Alternative interpretation to the findings reported in visualization of severe acute respiratory syndrome coronavirus 2 invading the human placenta using electron microscopy

To the Editors:

I am writing in response to the in-press article by Algarroba et al¹ describing a woman with severe acute respiratory syndrome coronavirus 2 (SARS-CoV-2) infection tested using real-time polymerase chain reaction (RT-PCR). The authors examined the placenta by transmission electron microscopy to identify SARS-CoV-2 particles. They identified circular inclusions in the cytoplasm of several syncytiotrophoblasts that they concluded were SARS-CoV-2 virions.

The report of virus-like inclusions in syncytiotrophoblast is intriguing and thought-provoking. However, I respectfully offer an alternative interpretation of the data. The structures identified as SARS-CoV-2 virions look exactly like clathrin-coated pits or vesicles. Clathrin-coated vesicles are spherical structures employed by trophoblasts and other cell types to internalize cargos from the extracellular space.² Coated vesicles and coated pits derive their name from the external scaffold coat composed of clathrin triskelions that decorate the surface of the structure. In transmission electron micrographs in which tissue-thin sections are stained with uranyl acetate and lead citrate, coated vesicles have an electron-dense studded surface that appears identical to the “corona” comprising the spike protein that decorates all coronaviruses, including SARS-CoV-2 virions. It is this studded surface or corona that gives the genus Betacoronaviridae its characteristic morphology and name.

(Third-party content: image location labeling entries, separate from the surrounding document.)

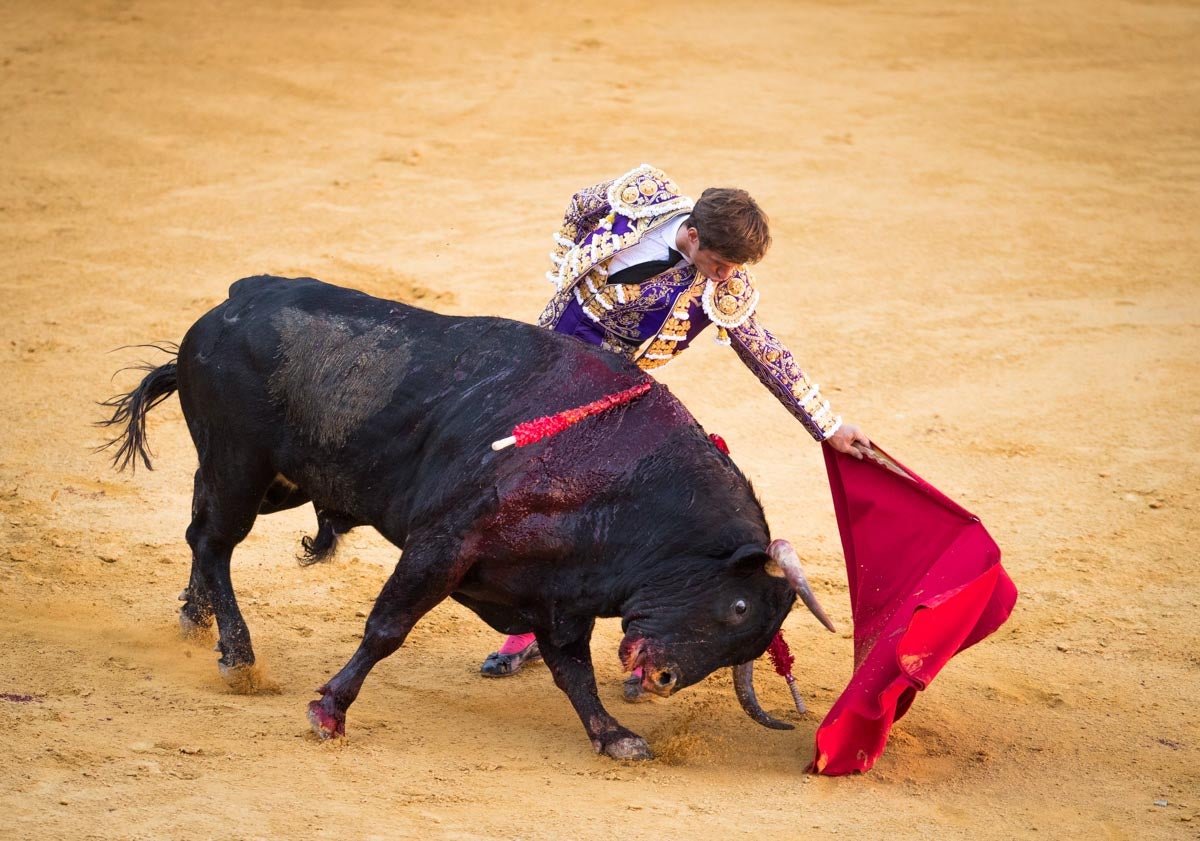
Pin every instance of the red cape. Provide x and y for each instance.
(925, 582)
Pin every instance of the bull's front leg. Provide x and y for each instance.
(571, 667)
(426, 575)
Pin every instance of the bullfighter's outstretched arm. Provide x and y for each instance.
(778, 370)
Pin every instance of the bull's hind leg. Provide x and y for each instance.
(427, 572)
(196, 614)
(574, 673)
(226, 504)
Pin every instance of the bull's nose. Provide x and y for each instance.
(665, 680)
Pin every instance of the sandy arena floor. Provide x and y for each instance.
(987, 250)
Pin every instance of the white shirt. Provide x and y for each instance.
(653, 247)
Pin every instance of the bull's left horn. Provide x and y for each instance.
(785, 563)
(743, 686)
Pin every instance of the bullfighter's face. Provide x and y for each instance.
(721, 612)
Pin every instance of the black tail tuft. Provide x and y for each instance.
(130, 410)
(322, 547)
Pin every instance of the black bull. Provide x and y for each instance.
(383, 414)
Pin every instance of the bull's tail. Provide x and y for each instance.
(130, 410)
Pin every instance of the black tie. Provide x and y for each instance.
(645, 271)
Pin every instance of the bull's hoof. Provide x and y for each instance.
(629, 748)
(323, 722)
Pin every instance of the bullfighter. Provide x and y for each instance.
(641, 270)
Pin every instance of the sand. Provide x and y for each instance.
(985, 250)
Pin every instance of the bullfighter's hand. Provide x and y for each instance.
(845, 438)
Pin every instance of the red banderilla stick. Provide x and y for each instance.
(528, 432)
(781, 659)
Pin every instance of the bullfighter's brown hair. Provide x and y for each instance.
(731, 223)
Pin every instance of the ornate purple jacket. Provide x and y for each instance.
(655, 320)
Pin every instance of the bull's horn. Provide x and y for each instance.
(743, 685)
(785, 563)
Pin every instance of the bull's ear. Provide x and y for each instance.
(749, 557)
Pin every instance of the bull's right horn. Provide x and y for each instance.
(786, 564)
(743, 686)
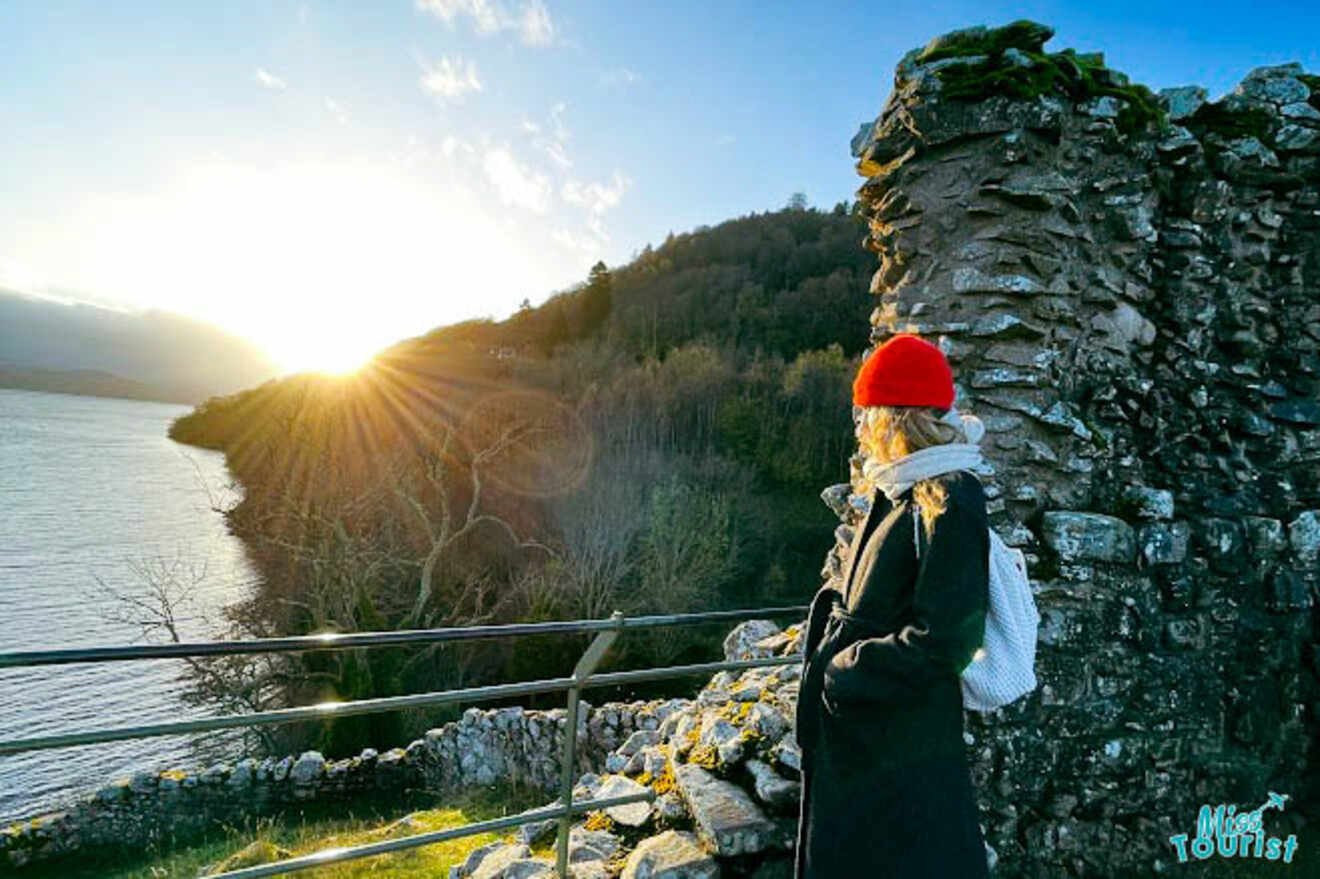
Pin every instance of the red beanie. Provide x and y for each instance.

I propose that the structures identified by Algarroba et al¹ in their journal preproof paper are clathrin-coated vesicles and not SARS-CoV-2 particles. This conclusion is based on the following evidence: (1) the circular structures in the electron micrographs in the paper, identified as virions, have the size and shape of clathrin-coated vesicles found in nearly all eukaryotic cells³; (2) there is no evidence of virions bound to the apical surface of the syncytiotrophoblast (ACE2 or SARS-CoV-2 receptor)⁴ as would be predicted in virus-infected cells; (3) U-shaped, corona-studded structures are apparent at the surface of the syncytiotrophoblast representing newly forming coated vesicles that have not yet pinched off (ie, endocytosed their cargo) (Figure); and (4) the neonate was determined to be virus-negative using RT-PCR.

To provide more convincing evidence of the presence of SARS-CoV-2 virions in the syncytiotrophoblast, the authors could have assessed the placenta for the presence of viral RNA using the same RT-PCR platform they used to test the mother for SARS-CoV-2 infection. In addition, the authors could have examined placentas of patients who tested negative for the presence of the virus as a control. If they failed to visualize any coated vesicular structures in placentas from patients without infection (control), it would have provided evidence that the observed structures in the trophoblasts of the woman with infection may have been SARS-CoV-2 particles but not definitive proof. Without such controls, it is premature to state with certainty that the structures reported in the paper are virions and not coated vesicles.

More definitive evidence to support SARS-CoV-2 infection of the trophoblast and therefore potential vertical transmission would be an experimental approach in which labeled recombinant spike (S) protein could bind to placental tissue sections and be visualized by high-resolution imaging methods. We are currently utilizing this technique to determine whether human trophoblasts bind and internalize virions as a means of vertical transmission. The importance of understanding the nature of vertical transmission necessitates that extensive controls be carried out using multidimensional approaches to address this clinically crucial question in an unambiguous manner.